The administration argued that Tyndale House "isn't religious enough" for an exemption from the mandate, a component of Obamacare that forces employers, regardless of their religious or moral convictions, to provide insurance coverage for abortion-inducing drugs, sterilization and contraception under threat of heavy penalties.

The publisher is subject to the mandate because Obama administration rules say for-profit corporations are categorically non-religious, even though Tyndale House is strictly a publisher of Bibles and other Christian materials and is primarily owned by the nonprofit Tyndale House Foundation. The foundation provides grants to help meet the physical and spiritual needs of people around the world.
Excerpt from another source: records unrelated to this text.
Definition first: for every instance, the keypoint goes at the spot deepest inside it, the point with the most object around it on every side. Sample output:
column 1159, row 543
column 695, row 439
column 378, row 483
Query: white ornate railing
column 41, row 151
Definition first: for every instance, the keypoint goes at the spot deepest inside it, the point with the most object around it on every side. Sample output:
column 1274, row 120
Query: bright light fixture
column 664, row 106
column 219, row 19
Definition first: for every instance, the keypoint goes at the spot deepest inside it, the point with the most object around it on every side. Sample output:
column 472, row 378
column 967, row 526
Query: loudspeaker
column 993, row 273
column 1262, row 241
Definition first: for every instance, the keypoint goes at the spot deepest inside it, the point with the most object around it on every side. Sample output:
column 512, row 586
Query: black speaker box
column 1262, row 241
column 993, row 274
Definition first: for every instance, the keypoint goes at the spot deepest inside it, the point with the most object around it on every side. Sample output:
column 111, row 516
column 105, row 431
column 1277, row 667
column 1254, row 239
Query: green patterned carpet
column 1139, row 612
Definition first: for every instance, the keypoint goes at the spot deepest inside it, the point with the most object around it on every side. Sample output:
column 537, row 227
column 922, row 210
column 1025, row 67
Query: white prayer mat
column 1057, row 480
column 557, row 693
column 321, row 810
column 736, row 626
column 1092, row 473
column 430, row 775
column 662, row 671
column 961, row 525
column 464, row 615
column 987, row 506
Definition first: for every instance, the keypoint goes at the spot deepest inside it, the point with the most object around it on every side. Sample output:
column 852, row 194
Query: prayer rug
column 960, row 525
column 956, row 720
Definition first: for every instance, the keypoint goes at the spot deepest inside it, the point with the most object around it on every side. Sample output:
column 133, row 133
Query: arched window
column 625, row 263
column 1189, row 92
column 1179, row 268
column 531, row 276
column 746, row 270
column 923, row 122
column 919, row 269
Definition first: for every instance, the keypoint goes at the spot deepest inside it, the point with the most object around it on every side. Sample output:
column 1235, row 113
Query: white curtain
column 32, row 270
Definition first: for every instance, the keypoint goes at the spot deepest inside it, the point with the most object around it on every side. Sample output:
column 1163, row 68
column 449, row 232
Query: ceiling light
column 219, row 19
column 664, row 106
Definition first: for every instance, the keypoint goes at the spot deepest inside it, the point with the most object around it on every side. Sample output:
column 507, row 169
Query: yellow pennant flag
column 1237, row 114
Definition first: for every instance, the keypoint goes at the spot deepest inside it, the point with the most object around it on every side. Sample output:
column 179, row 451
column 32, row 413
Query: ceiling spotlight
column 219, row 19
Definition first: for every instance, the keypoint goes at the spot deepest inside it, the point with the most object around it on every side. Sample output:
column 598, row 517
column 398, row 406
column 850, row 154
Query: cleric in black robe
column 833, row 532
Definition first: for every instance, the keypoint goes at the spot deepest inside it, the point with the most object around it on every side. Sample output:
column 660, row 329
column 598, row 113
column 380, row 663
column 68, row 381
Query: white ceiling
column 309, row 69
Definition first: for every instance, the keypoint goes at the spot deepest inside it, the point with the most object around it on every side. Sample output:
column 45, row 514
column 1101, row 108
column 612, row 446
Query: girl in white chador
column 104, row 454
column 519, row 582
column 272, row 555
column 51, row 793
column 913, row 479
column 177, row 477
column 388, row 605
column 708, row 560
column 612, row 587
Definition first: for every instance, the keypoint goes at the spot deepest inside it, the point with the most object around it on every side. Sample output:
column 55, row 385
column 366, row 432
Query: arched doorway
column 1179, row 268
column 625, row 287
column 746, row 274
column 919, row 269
In June, the U.S. Supreme Court upheld "Obamacare" as constitutional. Formally known as the Patient Protection and Affordable Care Act, Obamacare includes a "preventive services" mandate issued by the U.S. Department of Health and Human Services, which forces businesses to provide the morning-after and "week-after" pills—without co-pay—in their health insurance plans.

In September, Hobby Lobby and its sister company, Mardel Christian & Education, filed a similar suit, claiming the government mandate is forcing the company's owners "to violate their deeply held religious beliefs under threat of heavy fines, penalties and lawsuits." Failure to provide the drugs in the company's health insurance plan could lead to fines of up to $1.3 million a day. That case is still pending.